Daddy, why is grandma so bitter?
I don’t know, son; seems to run in the family. Your great uncle tasted awful
ballet teacher: “The girls tell me you’re going to a country that doesn’t allow children?”
Yes. I’m in my parenting powermove liar liar pants on fire era.
wife: oh cool, the zoo reopened
me: [sitting on couch shirtless in cutoff sweats while drinking beer] why would I want to go look at a some bored dumb animal who sits around all day doing nothing
When my cat gets in trouble I call him by his full name, Catthew.
Me: I named you kids after my favorite Pearl Jam songs
Jeremy: That’s really cool dad
Elderly Woman Behind the Counter in a Small Town: It’s not, actually
The best part of my kid graduating was unsubscribing from the school’s text messages.
I don’t think Major Tom was much of an astronaut – Ground Control had to tell him to put his helmet on, FFS. That’s pretty basic stuff.
My Uber driver: (quiet, minding their own business)
Me: are you mad at me?
My👏spacebar👏is👏broken👏so👏I’m👏using👏the👏clapping👏emoji👏instead👏I’m👏not👏trying👏to👏make👏a👏point
Hate is too strong of a word, but to the guy who brought a cowbell to a 7am youth hockey game, I very much dislike you
I am travelling in the Mexican wilderness and have been accepted into a pack of pumas!
They protected me last night while I slept. Deeply honoured to say I think they are are also happy to let me have some of their breakfa
No Google it does not
me: i’m sorry
gordon ramsay: yes donkey sorry for what?

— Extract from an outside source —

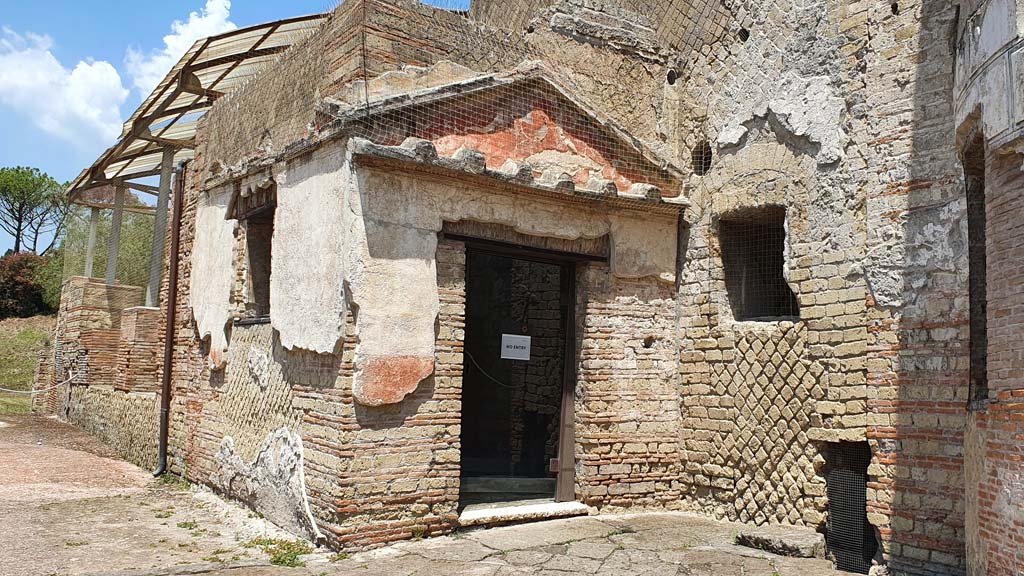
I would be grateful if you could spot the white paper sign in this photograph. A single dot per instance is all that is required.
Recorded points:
(515, 346)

me: i’m sorry i burnt the quesadillas
gordon ramsay: that’s better big boy
me: look man you’re gonna have to leave this is a private residence
“You wastrel” I scream after pausing to look up bad person in my thesaurus.
I’m sorry I pretended I was dead when you said hi.
[hell]
Satan: this is our library
Me: cool i love reading
Satan: we only have the twilight series
Writing Tip: Learn the letters. YES all of them. Regardless of what you write they’ll come in handy. Try experimenting w/ diff combinations.

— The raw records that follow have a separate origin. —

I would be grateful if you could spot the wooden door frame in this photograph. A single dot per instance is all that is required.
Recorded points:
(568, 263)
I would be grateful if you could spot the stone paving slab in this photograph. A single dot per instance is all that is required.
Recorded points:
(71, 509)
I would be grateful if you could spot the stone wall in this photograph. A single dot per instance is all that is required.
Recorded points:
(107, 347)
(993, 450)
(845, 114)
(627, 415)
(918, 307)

Die Hard (1988) A shoeless New Yorker murders a bunch of people at his wife’s office Christmas party.
What
Today my coworker asked if I wanted to hold her new baby and neither of us were prepared for me saying why?
[dinner]
prince eric:ariel:
prince eric: I’m sorry I’m still uncomfortable eating seafood now that I know they can sing
ariel: no no, not this crab
prince eric: *taking bite* ok, good
ariel: he was just a backup dancer
Me: I’m Gen-X
Niece: *giggling* oh so you’re in the X-Men now
Me: No, it means I…
Niece: *full laughter* Captain Sweater Vest
I’m glad we evolved from apes. If we evolved from chameleons, we’d constantly be walking into each other.

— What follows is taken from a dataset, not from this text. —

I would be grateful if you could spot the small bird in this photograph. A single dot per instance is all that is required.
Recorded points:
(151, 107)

The twins brought in significantly less candy than I purchased. Running Halloween at a deficit is simply not acceptable.
Me: I got the vaccine!
MIL: I’m coming for a visit
Me: I don’t want it anymore!
Hubs: Ok boys, pick a number 1-4
3 year old: Lion Gaurd!
5 year old: 5!
So yes, homeschooling is going quite well.
My 8yo wants to make her tween sister’s birthday cake. My tween is mad because she wants to make her own cake. I suggested she have 2 birthday cakes and now everyone is upset.
Apparently the solution to all life’s problems is not more cake.